The Tyler County Museum pays tribute through memorials to those who have lived and worked in this small rural county. Perhaps its most notable native son is former two-time Governor Cecil H. Underwood.
It was in Tyler County High School, growing up as a young teenager, where Underwood once listened to history and English lectures. He has been a generous benefactor to his alma mater.
"He's given us old photographs of his family farm at Josephs Mills," said Moore. "They show his humble beginnings; his mother with her large flower gardens that she always enjoyed."
Included in the Underwood room is the dress that the former governor's mother, Mrs. Della Underwood, wore at her son's first inauguration in 1957. A glass cabinet displays the toys the governor played with on the family farm that he still owns.
Political posters line the walls, one proclaiming "Another Democrat for Underwood," perhaps the secret to the Republican's victory in a heavily Democratic state.
The museum boasts a genealogy room, equipped with on-line computers, that is one of its most popular attractions.
There also is an old general store, complete with glass medicine bottles, food tins, and sewing notions. There is a barber shop, post office, and an original bank teller's window and office.

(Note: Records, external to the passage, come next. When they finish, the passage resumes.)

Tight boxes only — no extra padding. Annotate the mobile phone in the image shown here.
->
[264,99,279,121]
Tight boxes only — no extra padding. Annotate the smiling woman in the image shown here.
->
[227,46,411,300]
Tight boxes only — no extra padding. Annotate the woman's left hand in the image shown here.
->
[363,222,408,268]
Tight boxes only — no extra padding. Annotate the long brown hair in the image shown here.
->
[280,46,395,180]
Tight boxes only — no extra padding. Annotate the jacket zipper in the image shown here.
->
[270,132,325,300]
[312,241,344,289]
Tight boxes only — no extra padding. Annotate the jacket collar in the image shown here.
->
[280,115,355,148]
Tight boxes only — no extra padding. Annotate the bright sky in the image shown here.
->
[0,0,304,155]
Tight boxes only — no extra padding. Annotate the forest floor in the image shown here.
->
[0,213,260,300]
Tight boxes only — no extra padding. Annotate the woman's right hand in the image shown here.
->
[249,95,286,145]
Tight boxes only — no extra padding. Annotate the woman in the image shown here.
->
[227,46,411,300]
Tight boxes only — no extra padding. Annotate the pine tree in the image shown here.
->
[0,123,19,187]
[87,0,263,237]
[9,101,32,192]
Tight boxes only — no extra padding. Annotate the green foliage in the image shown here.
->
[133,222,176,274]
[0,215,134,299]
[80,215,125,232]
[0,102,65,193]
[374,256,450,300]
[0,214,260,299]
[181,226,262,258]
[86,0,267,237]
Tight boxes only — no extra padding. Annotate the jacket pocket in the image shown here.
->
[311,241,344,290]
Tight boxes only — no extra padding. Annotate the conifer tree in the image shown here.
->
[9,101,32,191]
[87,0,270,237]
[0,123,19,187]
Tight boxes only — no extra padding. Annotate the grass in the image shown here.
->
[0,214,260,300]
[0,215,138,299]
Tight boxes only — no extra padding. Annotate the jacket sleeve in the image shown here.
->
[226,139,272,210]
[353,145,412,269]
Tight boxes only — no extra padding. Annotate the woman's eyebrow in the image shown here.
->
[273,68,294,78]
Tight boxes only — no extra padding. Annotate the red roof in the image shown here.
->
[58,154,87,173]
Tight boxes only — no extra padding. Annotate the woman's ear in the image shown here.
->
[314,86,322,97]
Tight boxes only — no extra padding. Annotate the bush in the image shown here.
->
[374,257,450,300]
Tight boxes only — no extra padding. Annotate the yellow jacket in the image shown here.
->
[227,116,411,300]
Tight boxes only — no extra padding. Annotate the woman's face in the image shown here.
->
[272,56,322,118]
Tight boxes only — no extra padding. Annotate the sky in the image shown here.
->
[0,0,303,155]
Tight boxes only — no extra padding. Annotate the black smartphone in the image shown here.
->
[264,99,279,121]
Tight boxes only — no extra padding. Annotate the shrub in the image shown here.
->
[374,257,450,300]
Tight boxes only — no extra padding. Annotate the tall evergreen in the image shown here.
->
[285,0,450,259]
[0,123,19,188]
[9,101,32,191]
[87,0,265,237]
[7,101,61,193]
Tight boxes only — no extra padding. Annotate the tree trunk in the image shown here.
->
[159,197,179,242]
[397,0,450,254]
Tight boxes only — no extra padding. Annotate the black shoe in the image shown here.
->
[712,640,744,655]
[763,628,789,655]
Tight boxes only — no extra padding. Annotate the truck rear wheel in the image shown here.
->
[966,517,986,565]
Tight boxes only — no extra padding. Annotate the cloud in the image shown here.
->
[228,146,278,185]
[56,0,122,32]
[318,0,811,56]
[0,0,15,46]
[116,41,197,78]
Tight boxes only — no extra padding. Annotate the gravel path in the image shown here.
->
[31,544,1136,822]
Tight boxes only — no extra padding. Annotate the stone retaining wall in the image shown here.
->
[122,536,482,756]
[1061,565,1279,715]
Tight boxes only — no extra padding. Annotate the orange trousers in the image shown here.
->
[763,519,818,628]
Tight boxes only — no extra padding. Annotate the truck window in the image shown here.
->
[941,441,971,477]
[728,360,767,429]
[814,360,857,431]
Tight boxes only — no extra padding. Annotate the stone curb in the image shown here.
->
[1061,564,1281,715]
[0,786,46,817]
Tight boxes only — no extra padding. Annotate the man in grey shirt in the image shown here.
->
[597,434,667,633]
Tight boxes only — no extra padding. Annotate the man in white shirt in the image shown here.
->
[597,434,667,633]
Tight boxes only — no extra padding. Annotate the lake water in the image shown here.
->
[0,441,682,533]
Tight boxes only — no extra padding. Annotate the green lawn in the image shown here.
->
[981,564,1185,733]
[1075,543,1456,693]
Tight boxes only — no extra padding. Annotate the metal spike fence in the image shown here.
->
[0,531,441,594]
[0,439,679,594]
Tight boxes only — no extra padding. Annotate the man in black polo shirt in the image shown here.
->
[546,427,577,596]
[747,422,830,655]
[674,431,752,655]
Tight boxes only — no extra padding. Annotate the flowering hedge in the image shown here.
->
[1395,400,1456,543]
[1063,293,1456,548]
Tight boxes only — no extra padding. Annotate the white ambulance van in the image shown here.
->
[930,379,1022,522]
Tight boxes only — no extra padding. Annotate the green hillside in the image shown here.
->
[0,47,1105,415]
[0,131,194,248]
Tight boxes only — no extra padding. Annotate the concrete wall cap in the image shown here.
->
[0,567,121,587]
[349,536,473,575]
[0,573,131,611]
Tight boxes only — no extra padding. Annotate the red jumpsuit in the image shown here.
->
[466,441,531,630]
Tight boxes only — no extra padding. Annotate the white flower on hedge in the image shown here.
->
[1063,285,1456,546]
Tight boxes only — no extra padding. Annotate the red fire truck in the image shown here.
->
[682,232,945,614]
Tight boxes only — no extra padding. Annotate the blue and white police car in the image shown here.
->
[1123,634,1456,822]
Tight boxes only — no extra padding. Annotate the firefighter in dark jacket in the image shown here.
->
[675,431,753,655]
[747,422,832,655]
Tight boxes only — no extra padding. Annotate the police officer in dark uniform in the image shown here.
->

Visitors can view the "Wall of China," lined with dozens of patterns from the old Paden City Pottery. There is a primitive room that displays kitchen utensils and appliances from the early 1900s, an undertakers' room with unique woven baskets used to transport deceased persons, and reconstructed offices of Dr. James A. Baker, who had a general family practice in Middlebourne, Dr. K. Cochran, a Sistersville dentist, and Dr. Phillip Webb, a former Sistersville optometrist.
On the front lawn, museum-goers can tour the Williamson family log cabin, originally built in the 1700s, or the Ross Run schoolhouse, which Underwood attended when he was in the seventh and eighth grades. He earned extra money working as the school's custodian each morning before classes started, tending to the potbellied stove that remains today in the center of the one-room school.